Here is short script that calls the function. Mimicking the behavior of the add_one functions above.

In [35]:

from omp_add_one import ffi
from omp_add_one import lib as omp

N = 1000000

x = np.arange(N, dtype=np.double)
result = np.empty_like(x)

x_ = ffi.cast("const double*", ffi.from_buffer(x))
result_ = ffi.cast("double *", ffi.from_buffer(result))

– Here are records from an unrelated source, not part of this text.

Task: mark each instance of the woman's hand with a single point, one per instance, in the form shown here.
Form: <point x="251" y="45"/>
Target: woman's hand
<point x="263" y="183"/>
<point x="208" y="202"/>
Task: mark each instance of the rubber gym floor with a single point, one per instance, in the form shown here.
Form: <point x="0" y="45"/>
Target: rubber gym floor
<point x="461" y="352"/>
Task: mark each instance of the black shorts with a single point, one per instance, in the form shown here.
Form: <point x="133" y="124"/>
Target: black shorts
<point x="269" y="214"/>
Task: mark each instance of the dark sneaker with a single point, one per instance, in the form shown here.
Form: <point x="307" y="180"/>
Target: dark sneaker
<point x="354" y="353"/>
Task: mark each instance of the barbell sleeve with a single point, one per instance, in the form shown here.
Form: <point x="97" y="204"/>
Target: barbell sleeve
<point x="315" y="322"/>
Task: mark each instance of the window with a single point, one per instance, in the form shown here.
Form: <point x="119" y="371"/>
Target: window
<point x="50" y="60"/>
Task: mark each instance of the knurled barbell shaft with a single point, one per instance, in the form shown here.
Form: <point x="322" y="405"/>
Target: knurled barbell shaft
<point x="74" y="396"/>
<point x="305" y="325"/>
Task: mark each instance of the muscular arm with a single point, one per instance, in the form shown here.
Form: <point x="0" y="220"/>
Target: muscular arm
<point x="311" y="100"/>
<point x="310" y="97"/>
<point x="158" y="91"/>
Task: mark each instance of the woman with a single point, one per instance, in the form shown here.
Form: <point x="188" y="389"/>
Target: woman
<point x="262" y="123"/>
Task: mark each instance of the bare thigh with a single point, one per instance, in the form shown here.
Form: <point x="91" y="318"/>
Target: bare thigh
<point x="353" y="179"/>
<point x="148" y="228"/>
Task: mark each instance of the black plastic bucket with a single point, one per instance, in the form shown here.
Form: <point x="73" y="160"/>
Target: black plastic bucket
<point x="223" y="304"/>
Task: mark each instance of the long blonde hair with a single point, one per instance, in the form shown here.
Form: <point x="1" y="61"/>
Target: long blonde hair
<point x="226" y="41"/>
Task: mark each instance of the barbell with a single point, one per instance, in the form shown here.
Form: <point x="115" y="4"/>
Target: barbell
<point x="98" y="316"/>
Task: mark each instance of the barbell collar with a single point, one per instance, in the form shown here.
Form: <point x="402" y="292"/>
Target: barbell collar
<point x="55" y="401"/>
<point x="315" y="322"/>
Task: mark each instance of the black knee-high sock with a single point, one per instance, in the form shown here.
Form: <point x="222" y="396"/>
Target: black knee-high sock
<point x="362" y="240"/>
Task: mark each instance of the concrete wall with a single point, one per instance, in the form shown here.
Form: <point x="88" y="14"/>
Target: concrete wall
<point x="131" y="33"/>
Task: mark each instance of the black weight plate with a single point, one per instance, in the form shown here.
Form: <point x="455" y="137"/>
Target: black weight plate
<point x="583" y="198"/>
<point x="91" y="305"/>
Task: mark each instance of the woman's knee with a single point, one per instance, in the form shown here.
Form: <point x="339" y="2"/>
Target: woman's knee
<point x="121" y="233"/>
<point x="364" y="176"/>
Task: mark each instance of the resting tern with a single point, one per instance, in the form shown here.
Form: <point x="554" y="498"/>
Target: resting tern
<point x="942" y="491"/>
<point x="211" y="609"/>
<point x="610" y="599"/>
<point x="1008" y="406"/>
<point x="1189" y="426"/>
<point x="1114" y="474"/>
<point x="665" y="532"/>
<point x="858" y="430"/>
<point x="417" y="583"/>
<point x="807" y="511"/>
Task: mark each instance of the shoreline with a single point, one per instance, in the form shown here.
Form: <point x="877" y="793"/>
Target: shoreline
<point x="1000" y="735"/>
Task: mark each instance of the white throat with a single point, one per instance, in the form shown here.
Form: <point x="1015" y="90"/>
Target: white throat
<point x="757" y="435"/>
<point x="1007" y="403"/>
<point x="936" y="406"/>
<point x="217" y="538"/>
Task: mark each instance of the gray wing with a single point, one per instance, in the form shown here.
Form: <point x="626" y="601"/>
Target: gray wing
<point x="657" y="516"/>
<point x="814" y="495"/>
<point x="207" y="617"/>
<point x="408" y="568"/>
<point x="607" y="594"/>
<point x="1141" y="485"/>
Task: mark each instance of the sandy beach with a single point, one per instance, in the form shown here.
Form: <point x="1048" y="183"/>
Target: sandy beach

%timeit omp.add_one(N, x_, result_)

631 µs ± 96.1 µs per loop (mean ± std. dev. of 7 runs, 1000 loops each)

Of course, this is faster than all but the add_one_numba_parallel() function above (they are essentially the same speed) because they effectively both have equivalent object code.

Finally, most of the rest of the arguments in their post make statements related to a lack of integrated features in Python. I assume they are talking about the core Python language and this is very misleading in the context of Scientific computing because no one work works in this space attempts to do so with pure Python, everyone uses the libraries discussed in this post and commonly, folks are simply installing the Anaconda Distribution in which all of these packages are integrated into one maintained system with compatible libraries, visualization tools, sand-boxed environments for exploration and prototyping, a choice of IDEs, and many more features.

This post can be acessed in it's original for as a Jupyter notebook here. Of course, you will need a running installation of MATLAB and possibly have to change the file paths to the executable to get this those code cells with the MATLAB timings to work properly.